# which trailer and price??



## Chasin Ponies (Dec 25, 2013)

I've been trailer shopping for a while now and wishing there was a "Kelly Blue Book" out there on used trailers. The condition and prices out there are all over the place!

The only thing I can recommend is to keep checking websites like Horsetrailerworld.com (you can filter by zip code). Also search in your local Craigslist and you can add a search notification for the word 'horse trailer' so that you automatically get emails when another one is listed. You can also check the new trailer dealers for trade ins. 

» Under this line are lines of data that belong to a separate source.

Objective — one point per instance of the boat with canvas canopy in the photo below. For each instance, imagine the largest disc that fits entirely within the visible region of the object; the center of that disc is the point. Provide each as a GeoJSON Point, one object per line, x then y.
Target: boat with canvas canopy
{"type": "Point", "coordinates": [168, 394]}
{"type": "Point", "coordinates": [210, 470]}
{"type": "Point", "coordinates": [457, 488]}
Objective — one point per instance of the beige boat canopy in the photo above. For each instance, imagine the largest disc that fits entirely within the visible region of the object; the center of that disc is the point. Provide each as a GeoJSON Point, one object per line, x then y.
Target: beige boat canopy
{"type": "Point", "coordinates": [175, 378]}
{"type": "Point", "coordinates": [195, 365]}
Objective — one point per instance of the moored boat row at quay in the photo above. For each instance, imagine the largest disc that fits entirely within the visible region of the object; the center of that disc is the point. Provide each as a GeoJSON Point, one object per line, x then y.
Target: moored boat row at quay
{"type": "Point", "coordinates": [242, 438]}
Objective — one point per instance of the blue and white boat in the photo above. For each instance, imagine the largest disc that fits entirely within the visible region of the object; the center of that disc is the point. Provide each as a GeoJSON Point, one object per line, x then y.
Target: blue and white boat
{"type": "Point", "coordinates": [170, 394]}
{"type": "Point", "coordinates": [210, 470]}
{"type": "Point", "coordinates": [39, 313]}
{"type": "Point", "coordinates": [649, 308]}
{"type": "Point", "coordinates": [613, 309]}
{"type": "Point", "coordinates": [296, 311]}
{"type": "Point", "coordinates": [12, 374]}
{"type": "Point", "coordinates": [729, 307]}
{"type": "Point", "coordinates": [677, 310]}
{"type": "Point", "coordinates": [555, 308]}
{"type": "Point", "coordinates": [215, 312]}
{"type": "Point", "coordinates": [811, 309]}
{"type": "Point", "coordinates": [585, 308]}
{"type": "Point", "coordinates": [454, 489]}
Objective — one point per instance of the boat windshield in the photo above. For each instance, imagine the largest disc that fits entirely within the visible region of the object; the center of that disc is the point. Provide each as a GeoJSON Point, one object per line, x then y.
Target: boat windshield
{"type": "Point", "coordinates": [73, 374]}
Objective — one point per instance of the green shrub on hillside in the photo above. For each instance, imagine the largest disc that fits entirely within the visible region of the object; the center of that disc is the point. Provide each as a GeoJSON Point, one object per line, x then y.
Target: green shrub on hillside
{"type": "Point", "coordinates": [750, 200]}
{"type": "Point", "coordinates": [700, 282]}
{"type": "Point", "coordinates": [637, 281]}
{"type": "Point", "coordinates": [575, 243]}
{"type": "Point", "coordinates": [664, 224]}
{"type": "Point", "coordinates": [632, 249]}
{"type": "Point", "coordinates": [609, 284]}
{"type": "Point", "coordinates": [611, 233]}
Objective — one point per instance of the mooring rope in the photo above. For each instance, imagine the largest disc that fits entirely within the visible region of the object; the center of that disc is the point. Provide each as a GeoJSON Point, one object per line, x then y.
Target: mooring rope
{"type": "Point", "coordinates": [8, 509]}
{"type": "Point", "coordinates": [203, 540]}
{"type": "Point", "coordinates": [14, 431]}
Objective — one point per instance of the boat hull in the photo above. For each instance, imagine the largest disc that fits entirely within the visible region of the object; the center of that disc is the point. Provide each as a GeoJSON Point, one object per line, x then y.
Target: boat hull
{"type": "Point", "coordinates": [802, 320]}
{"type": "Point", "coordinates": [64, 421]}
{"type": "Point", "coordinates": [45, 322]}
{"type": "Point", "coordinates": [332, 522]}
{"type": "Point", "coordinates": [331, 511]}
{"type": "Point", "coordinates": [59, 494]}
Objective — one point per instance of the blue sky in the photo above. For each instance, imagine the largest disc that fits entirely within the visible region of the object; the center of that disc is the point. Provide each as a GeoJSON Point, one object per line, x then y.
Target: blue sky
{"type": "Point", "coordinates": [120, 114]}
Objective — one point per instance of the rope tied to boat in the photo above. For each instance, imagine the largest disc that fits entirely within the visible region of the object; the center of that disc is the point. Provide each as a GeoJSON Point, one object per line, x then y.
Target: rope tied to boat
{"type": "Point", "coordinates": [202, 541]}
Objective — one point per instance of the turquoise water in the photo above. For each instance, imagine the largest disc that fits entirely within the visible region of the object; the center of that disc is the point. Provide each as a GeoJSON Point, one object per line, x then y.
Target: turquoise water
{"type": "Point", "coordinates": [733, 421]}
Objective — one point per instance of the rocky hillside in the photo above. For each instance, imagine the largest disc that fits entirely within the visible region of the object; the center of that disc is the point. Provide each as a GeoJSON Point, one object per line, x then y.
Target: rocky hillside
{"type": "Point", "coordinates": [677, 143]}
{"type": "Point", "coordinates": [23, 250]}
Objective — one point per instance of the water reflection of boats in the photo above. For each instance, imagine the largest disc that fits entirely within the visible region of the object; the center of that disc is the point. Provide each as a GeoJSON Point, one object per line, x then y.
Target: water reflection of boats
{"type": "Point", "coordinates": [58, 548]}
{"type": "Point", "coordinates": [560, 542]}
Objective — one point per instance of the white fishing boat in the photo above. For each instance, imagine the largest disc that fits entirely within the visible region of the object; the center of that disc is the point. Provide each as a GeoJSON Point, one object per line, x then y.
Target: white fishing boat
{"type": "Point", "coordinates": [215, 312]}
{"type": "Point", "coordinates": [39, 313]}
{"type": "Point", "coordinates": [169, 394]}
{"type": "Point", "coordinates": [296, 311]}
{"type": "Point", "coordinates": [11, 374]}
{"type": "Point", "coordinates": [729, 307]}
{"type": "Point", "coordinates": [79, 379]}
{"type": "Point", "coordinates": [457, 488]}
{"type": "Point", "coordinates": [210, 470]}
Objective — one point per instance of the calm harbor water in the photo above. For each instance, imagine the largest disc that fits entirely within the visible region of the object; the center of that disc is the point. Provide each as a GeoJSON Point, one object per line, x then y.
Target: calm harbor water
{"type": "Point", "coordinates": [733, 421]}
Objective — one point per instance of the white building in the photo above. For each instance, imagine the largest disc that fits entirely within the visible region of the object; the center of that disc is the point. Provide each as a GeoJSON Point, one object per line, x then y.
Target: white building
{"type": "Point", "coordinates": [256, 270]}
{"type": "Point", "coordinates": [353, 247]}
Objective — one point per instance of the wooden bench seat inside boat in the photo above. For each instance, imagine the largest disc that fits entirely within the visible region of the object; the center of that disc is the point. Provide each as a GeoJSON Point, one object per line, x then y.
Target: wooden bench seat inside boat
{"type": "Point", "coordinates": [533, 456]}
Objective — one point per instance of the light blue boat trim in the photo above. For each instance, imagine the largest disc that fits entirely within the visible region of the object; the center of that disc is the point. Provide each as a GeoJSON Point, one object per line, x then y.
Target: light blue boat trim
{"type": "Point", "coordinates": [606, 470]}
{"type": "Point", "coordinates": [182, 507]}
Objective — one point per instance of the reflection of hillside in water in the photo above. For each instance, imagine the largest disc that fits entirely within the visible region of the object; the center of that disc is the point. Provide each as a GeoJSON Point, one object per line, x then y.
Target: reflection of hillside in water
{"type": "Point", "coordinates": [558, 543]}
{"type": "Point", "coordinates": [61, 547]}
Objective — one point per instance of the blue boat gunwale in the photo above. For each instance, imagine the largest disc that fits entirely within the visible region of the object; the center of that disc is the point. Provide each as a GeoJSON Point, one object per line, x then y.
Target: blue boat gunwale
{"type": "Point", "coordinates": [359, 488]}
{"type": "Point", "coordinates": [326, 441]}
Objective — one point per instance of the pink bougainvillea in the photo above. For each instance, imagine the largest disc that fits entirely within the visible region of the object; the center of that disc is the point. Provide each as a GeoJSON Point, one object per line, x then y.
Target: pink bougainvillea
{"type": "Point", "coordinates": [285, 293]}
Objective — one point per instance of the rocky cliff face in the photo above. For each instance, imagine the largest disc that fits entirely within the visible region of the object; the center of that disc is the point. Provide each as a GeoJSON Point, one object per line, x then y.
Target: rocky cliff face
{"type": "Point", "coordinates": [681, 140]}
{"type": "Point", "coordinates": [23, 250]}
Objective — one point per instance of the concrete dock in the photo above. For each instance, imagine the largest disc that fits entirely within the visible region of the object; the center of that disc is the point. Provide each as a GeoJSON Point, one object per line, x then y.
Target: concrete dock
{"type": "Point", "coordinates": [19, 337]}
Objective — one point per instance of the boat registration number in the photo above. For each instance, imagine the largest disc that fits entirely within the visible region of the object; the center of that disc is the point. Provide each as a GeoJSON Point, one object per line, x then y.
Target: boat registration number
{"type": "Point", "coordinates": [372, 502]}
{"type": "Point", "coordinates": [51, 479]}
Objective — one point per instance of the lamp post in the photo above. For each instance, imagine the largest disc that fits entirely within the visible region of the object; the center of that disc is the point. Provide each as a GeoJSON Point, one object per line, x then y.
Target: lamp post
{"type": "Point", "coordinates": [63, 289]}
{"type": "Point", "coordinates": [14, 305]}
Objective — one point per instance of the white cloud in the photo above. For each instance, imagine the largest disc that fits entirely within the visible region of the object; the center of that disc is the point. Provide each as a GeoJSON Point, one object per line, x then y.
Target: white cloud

I've ended up making lists of prices, model years and condition while searching. No one really knows for sure what any particular trailer so you see outrageously overpriced junk along with the deals!


----------



## gunslinger (Sep 17, 2011)

Around here, in SE TN, when you get much below the $2000 range you'll see mostly rusty junk.

In general:

At or around the $2000 mark you can usually find a decent fixer up'er....Might need new tires, bearing repacked, lights fixed, maybe a board or two replaced, and light rust in a few places.

At or around the $3500 range, you'll find a decent used steel two horse bumper pull.

In the $5000 to $8000 range you strart to see nice used Aluminum trailers....

Of course, the sky's the limit after that.....


----------



## tim62988 (Aug 30, 2012)

when I was searching I found some in Virginia and New jersey that looked pretty good. I was searching through pretty much the new england and mid-atlantic states.

also check out pennswoods.net (central Pa generally) not usually a LOT of good trailers there but occasionally see one here and there


----------



## Mingiz (Jan 29, 2009)

www.tacktrader.com

www.horseclicks.com

They both have places to look for trailers via states.


----------